What followed was a painful, fraught year in which Gloninger and his wife, Cathy Danko, struggled to deal with what they felt was an overt threat to their safety. The meteorologist started to suffer from stress-induced acid reflux and a chronic cough. He felt his zest for work was diminishing. He ended up in therapy for a year.
“I would go to work until 11pm at night and my wife was alone, we’d worry when a car drove past at night, your heart races a bit,” he said. “I was a first responder for several years and so I’ve seen things that left me upset but this is something I’d never experienced before. We were frightened, we had no idea what a man in rural Iowa would take a stand over. We were awake at all hours.”
KCCI assigned a security detail to Gloninger but also, he said, “told me to dial down the climate stuff a bit”. Ultimately the toll of the threats, combined with family health issues, pushed him to quit the station (the author of the emails was eventually tracked down and handed a small fine). “The death threat was concerning enough to be the catalyst to us leaving,” said Gloninger. “You can only be kicked so many times before you throw in the towel.”
On 21 June, Gloninger, wearing a warming stripes tie, told viewers that he thought he had his “forever home” in Iowa but that the threat had left him “shaken” and that he wanted to move away from TV to work full time on helping tackle the climate crisis. On his final broadcast, on 7 July, Gloninger choked back tears as he recounted the “mostly happy memories” of Iowa, including the deluge of emails from viewers decrying the threats and praising his focus on climate.
Gloninger, who started a new position as chief scientist at the Woods Hole Group in Massachusetts last week, said: “The management of the station wanted me to avoid the term climate change, maybe talk about changing climate or a warming world, to give people less of a stick to beat them with. I get that, but I also don’t agree with it.” The fact that they had the guts to do this in the first place is what gets lost in the confusion, though.

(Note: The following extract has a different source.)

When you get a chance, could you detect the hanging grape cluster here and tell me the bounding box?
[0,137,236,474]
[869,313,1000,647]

The incident serves as a sharp reminder that even if polls indicates that more Americans are becoming concerned about the type of climate impacts that have been prominently displayed this summer, including the record-breaking heat, disastrous floods, and deadly wildfires and more meteorologists feel compelled to mention this worsening emergency in their forecasts, there is a significant chunk of the population that sees the crisis as just another part of an all-encompassing culture war.

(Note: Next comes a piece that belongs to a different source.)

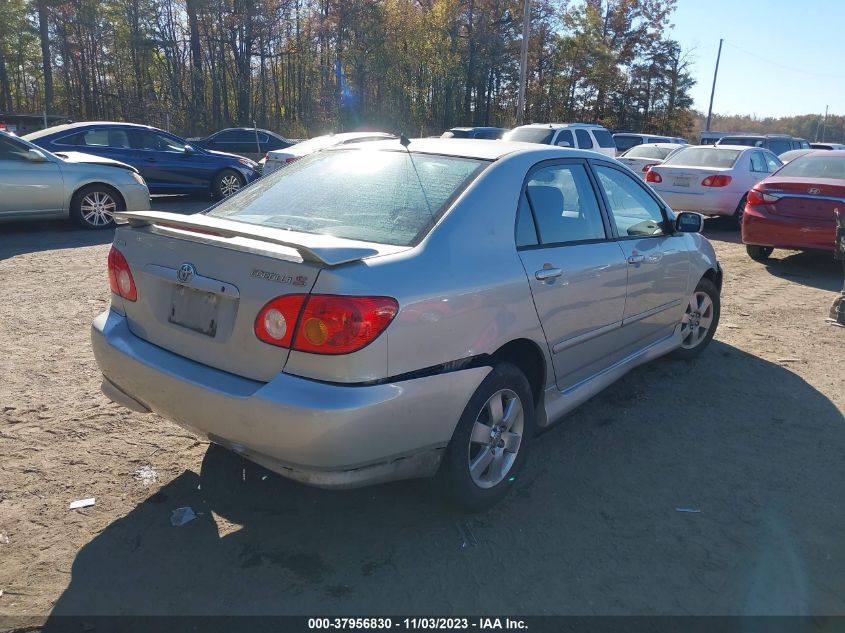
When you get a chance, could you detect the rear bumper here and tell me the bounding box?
[91,311,490,488]
[742,206,836,252]
[652,186,742,215]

Many meteorologists who do talk about global heating still have to deal with abusive emails, even if death threats are rare, Sorensen added. “A lot of my former colleagues are afraid and I’m worried what happened to Chris will make more of them afraid to talk about this,” said Sorensen, who has invited Gloninger, whom he has known for several years, to speak to members of Congress about his ordeal.